Cuando este año eche a caminar una nueva edición de la feria de Albacete, la más destacada e importante de cuantas se dan en plazas de segunda y, desde luego, la más prestigiosa y notable de las que se celebran en septiembre, ya no todo seguirá siendo igual. Algo será diferente. Falta Pimpi.
Paco Delgado
Una ausencia que no pasará desapercibida. El hueco que deja es imposible que resulte inadvertido. Y no sólo por los muchos años que llevaba sentando cátedra en el coso del Paseo de la Feria, sino por su humanidad, su carácter, su personalidad, su saber y su inagotable fuente de anécdotas y sucedidos…
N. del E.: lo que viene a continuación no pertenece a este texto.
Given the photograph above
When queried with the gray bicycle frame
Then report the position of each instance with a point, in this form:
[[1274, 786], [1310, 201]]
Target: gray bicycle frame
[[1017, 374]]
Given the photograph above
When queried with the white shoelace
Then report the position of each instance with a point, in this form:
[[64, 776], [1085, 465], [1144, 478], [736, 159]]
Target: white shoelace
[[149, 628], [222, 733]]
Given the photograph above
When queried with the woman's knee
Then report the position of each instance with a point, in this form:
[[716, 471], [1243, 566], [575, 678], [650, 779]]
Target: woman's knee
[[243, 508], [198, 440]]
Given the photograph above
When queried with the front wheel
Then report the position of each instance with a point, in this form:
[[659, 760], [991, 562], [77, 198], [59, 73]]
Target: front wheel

Juan Cantos Garrido “Pimpi de Albacete” no pudo ya resistir por más tiempo los embates y embestidas de sus varios males y dolencias y nos dejó hace unos días, poco antes de cumplir los 80 años de edad. Nacido en Albacete, tierra de toreros, naturalmente quiso serlo y a ello se afanó en sus primeros años de juventud. Se crió a la vera del que fuera matador Juan Montero -quien formando pareja con Pedrés desató la locura por los toros en la ciudad de La Mancha- y conoció el mundo de los toros más de cerca trabajando como botones en el Gran Hotel de Albacete, donde se alojaban los toreros en la feria.
Tras intentar ser matador, en la casa de Tomás Sánchez Cajo empezó a tentar con Montero, que tenía un hermano picador, Minuto; más tarde lo hizo en la ganadería de Daniel Ruiz, en casa de los Frías… hasta que un día el maestro Juan Montero le dijo que ahí estaba su sitio, picando, y con él comenzó su carrera bajo el castoreño y ciñendo la calzona. Se puso luego a las órdenes de Juan Martínez, en cuya cuadrilla fue durante las temporadas de 1974 y 1975, actuando posteriormente con diestros como Antonio Rojas, Rafael de la Viña, Manuel Caballero o Luis Francisco Esplá.
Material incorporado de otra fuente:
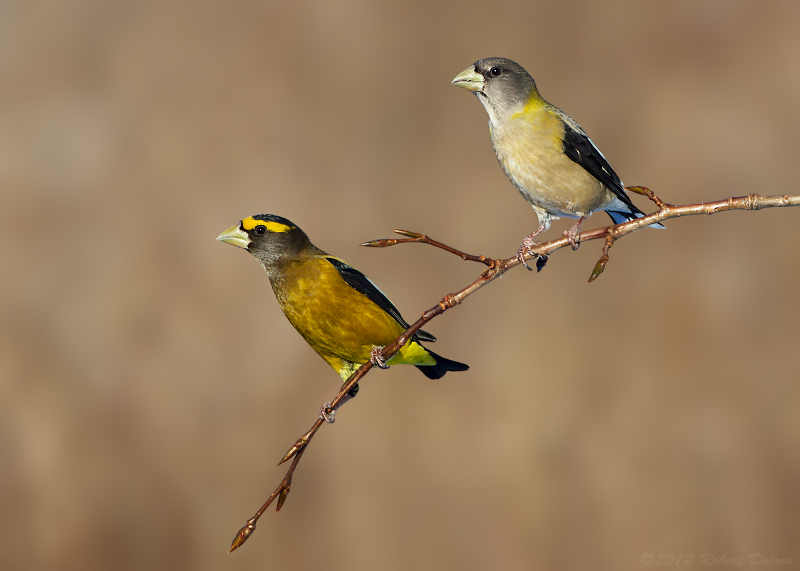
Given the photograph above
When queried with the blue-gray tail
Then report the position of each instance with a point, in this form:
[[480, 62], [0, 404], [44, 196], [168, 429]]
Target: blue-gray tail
[[618, 217]]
Pero con quien hizo camino, con quien más se identificó y con quien se consagró como figura de los de aúpa fue con Dámaso González, con el que picó durante más de 20 años. De él decía que fue el espejo de toda su vida, su referente y su maestro, y tras su muerte, todos los años, en la primera corrida de la feria, al acabar el paseíllo depositaba un ramo de flores en el platillo de un ruedo que tantas veces viese triunfar al gran Damaso, sin tilde, como le llamaban sus paisanos.
Tras bajarse del caballo vestido de luces y retirarse del toreo en activo, formó una cuadra de caballos de picar que ha llegado a ser una de las más destacadas del panorama nacional y con la que debutó hace más de 30 años en otro de los festejos clave de Albacete, el festival del Cotolengo. Una cuadra que se hizo grande alrededor de un caballo mítico, Rambo, todo un referente en su vida, y con quien aparece en el azulejo que el Ayuntamiento colocó en la plaza de toros de Albacete hace unos años para inmortalizar a este gran picador y su caballo estrella, al que adquirió con dos años en Puigcerdá y del que se quedó prendado en cuanto lo vio. Antes y después hubo otros caballos que engrandecieron y enaltecieron su empresa, Atila, Chiquetete, Extremeño, Tribuno -llamado así en honor al periódico local, que tanto le quiso-, pero ninguno otro le dio tantas alegrías y satisfacciones como Rambo.
Una vez retirado también de la dirección de su cuadra, que dejó en manos de su nieto Samuel, siguió acudiendo a diario a la plaza, dando conversación a todos, consejos a quien los pedía y conocimientos a cuantos con él trataban.
En los días de corrida se instalaba en un burladero del callejón desde el que no perdía ripio de lo que pasaba en el ruedo, sobre todo durante el tercio de varas, dando recomendaciones al piquero de turno e instrucciones a monosabios y subalternos que se hallaban en su radio de acción:
– Deja que se venga un poco…
– Suelta brida, suelta brida…
– Déjale la mano, que rompa el caballo…
– Dale espuela, dale espuela…
– Llévale, llévale, que sepa quien manda…
– Al tercio, un poco más adelante…
Impagable. Ahora ya nada será igual y el paisaje de Albacete queda un poco más difuminado.